1. RE: poke - peek Speed?
::CODE SNIP::
> I will use it to write to a file values less than 32768 in byte format.
> That
> is why I use integer and not atom arguments.
> Why does the poke - peek version take more time than the other, that
> uses
> division? Using allocate_low instead of allocate, it even takes more
> time!
> TIA.
Is your algorithm for to2bytes correct? Looking into machine.e I see
the fuction int_to_bytes is declared as:
global function int_to_bytes(atom x)
-- returns value of x as a sequence of 4 bytes
-- that you can poke into memory
-- {bits 0-7, (least significant)
-- bits 8-15,
-- bits 16-23,
-- bits 24-31} (most significant)
-- This is the order of bytes in memory on 386+ machines.
integer a,b,c,d
a = remainder(x, #100)
x = floor(x / #100)
b = remainder(x, #100)
x = floor(x / #100)
c = remainder(x, #100)
x = floor(x / #100)
d = remainder(x, #100)
return {a,b,c,d}
end function
You will notice it returns >>> {a,b,c,d} so the first two bytes would be
a = remainder(x, #100)
x = floor(x / #100)
b = remainder(x, #100)
However your version written as:
function to2bytes(integer u)
return and_bits(u, #FF) & floor(u / 256)
end function
Only does the a and x calculation... what happened to b?
If I am correct and your algorithm is slightly off, that will explain
the speed difference.
Don
2. RE: poke - peek Speed?
- Posted by rforno at tutopia.com
Nov 13, 2002
-
Last edited Nov 14, 2002
Yes, it is correct, because I will provide to it numbers in the range 0 -
32767. But you are right: I am performing less calculations than the poke4 -
peek version. However, the poke4 - peek version surely works by shifting
instead of dividing, or merely moving bytes around, so it should be faster.
Don't you think so?
----- Original Message -----
From: Don Phillips <EuNexus at yahoo.com>
Sent: Wednesday, November 13, 2002 3:25 PM
Subject: RE: poke - peek Speed?
>
> ::CODE SNIP::
>
> > I will use it to write to a file values less than 32768 in byte format.
> > That
> > is why I use integer and not atom arguments.
> > Why does the poke - peek version take more time than the other, that
> > uses
> > division?
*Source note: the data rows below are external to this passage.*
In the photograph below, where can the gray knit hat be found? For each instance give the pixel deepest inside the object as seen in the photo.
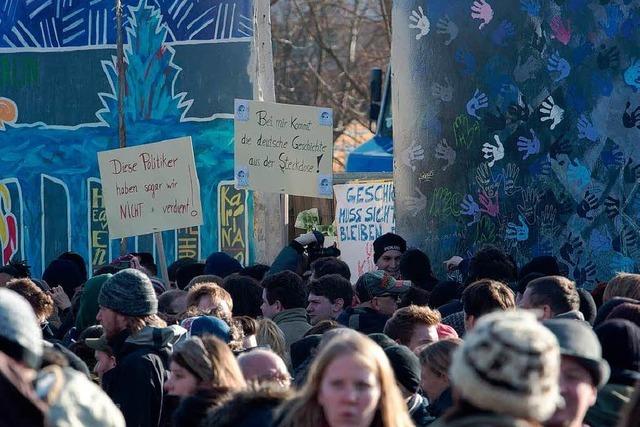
(509, 364)
(129, 292)
(20, 334)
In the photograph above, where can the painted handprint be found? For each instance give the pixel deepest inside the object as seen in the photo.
(503, 33)
(586, 129)
(632, 75)
(493, 153)
(483, 11)
(529, 145)
(530, 200)
(510, 177)
(469, 207)
(412, 154)
(608, 58)
(518, 232)
(448, 28)
(561, 31)
(588, 205)
(488, 204)
(532, 7)
(526, 70)
(416, 204)
(465, 131)
(631, 119)
(419, 21)
(551, 112)
(445, 152)
(478, 100)
(559, 65)
(442, 92)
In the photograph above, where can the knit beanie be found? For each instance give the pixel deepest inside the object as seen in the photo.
(509, 364)
(20, 333)
(129, 292)
(405, 365)
(388, 242)
(88, 308)
(620, 340)
(221, 264)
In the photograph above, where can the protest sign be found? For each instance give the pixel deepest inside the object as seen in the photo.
(283, 148)
(150, 188)
(364, 212)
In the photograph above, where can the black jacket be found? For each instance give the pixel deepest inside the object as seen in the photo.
(136, 383)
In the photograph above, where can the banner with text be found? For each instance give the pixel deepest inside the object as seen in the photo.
(363, 212)
(150, 187)
(282, 148)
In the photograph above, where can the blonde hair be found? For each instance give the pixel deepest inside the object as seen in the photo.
(304, 410)
(268, 333)
(623, 285)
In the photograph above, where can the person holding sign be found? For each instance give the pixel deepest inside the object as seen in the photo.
(387, 251)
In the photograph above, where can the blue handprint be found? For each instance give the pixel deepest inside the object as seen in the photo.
(466, 58)
(632, 75)
(519, 232)
(532, 7)
(505, 31)
(611, 25)
(586, 129)
(529, 145)
(478, 100)
(560, 65)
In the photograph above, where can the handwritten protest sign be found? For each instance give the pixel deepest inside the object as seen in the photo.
(283, 148)
(363, 212)
(150, 188)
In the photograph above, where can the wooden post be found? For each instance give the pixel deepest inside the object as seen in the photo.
(270, 232)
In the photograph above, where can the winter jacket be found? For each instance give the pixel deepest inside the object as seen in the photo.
(363, 319)
(136, 383)
(293, 323)
(611, 398)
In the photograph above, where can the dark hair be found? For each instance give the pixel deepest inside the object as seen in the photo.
(332, 286)
(558, 292)
(444, 292)
(286, 287)
(492, 263)
(246, 294)
(185, 273)
(330, 265)
(16, 269)
(257, 271)
(147, 261)
(484, 296)
(415, 266)
(174, 266)
(78, 260)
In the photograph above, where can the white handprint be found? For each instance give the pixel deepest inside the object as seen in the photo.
(416, 204)
(551, 111)
(493, 153)
(411, 154)
(419, 21)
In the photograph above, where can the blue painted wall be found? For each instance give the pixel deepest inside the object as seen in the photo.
(186, 62)
(517, 123)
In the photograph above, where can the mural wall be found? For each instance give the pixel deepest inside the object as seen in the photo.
(186, 60)
(517, 123)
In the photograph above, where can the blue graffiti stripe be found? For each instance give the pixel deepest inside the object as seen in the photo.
(68, 23)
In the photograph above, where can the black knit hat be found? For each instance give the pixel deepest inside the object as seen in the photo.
(129, 292)
(388, 242)
(405, 365)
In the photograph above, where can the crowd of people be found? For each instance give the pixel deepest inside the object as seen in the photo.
(296, 344)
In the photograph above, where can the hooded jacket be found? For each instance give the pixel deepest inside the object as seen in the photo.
(136, 383)
(293, 323)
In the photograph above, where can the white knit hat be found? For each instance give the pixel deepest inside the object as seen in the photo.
(509, 364)
(20, 333)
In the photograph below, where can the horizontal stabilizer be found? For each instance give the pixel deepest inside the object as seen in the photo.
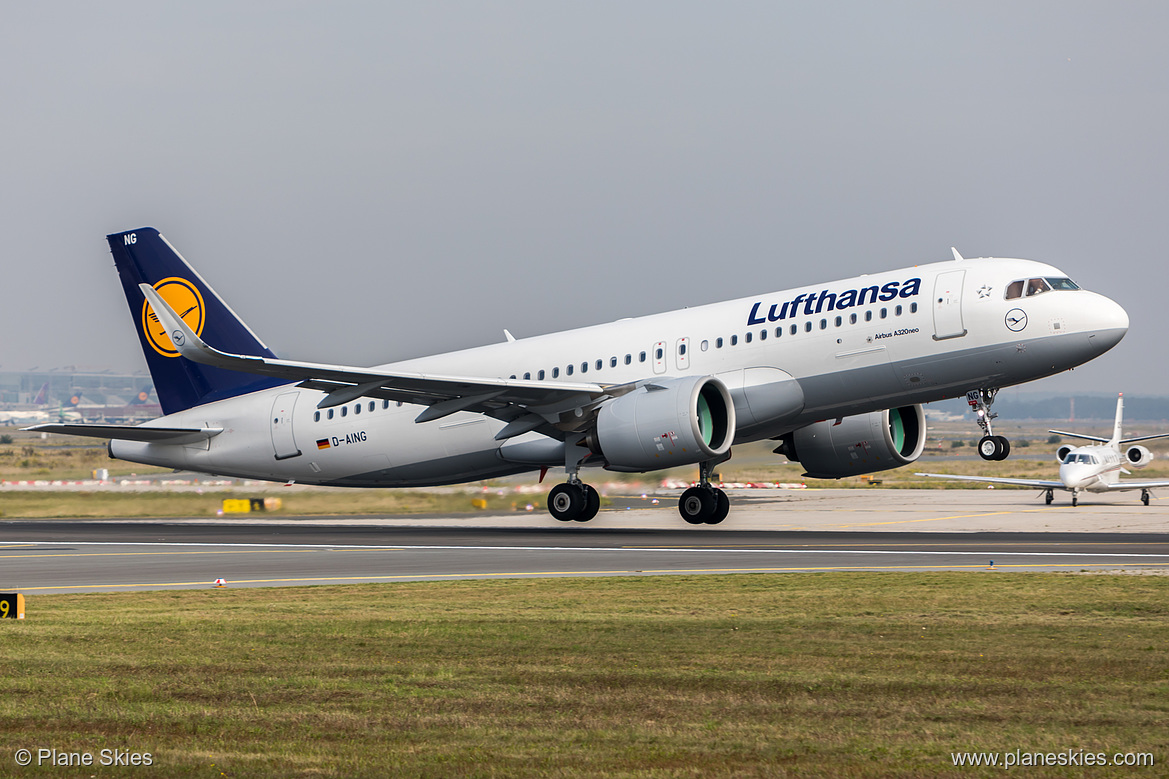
(133, 432)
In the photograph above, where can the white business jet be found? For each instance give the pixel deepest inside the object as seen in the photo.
(835, 373)
(1094, 468)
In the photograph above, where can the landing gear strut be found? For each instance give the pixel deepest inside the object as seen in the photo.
(574, 501)
(990, 446)
(704, 503)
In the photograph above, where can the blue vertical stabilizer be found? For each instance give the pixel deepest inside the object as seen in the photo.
(145, 256)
Using allocate_low instead of allocate, it even takes more
> > time!
> > TIA.
>
> Is your algorithm for to2bytes correct? Looking into machine.e I see
> the fuction int_to_bytes is declared as:
>
> global function int_to_bytes(atom x)
> -- returns value of x as a sequence of 4 bytes
> -- that you can poke into memory
> -- {bits 0-7, (least significant)
> -- bits 8-15,
> -- bits 16-23,
> -- bits 24-31} (most significant)
> -- This is the order of bytes in memory on 386+ machines.
> integer a,b,c,d
>
> a = remainder(x, #100)
> x = floor(x / #100)
> b = remainder(x, #100)
> x = floor(x / #100)
> c = remainder(x, #100)
> x = floor(x / #100)
> d = remainder(x, #100)
> return {a,b,c,d}
> end function
>
> You will notice it returns >>> {a,b,c,d} so the first two bytes would be
>
> a = remainder(x, #100)
> x = floor(x / #100)
> b = remainder(x, #100)
>
> However your version written as:
>
> function to2bytes(integer u)
> return and_bits(u, #FF) & floor(u / 256)
> end function
>
> Only does the a and x calculation... what happened to b?
> If I am correct and your algorithm is slightly off, that will explain
> the speed difference.
>
> Don
>
>
>
>
3. RE: poke - peek Speed?
> Yes, it is correct, because I will provide to it numbers in the range 0
> -
> 32767. But you are right: I am performing less calculations than the
> poke4 -
> peek version. However, the poke4 - peek version surely works by shifting
> instead of dividing, or merely moving bytes around, so it should be
> faster.
> Don't you think so?
Ahh yes, with only that number range the algo is indeed correct. The
poke4 - peek version doesnt work by either shifting or dividing. poke4
writes a single 32 bit dword from any memory address where poke reads 8
bit byte values (in this case two of them). It is simply direct memory
access with no math involved.
The slow up (as pointed out by Mr Craig) is this line:
return( peek({Addr1,2}) )
I dont really understand the difference between peek({Addr1,2}) and
peek(Addr1) & peek(Addr1+1), they both build a sequence. But the second
version just about matches the results you would expect so internally it
must be be more efficient.
function to2bytesa(integer u)
poke4(Addr1, u)
return( peek(Addr1) & peek(Addr1+1) )
end function
4. RE: poke - peek Speed?
> From: Don Phillips [mailto:EuNexus at yahoo.com]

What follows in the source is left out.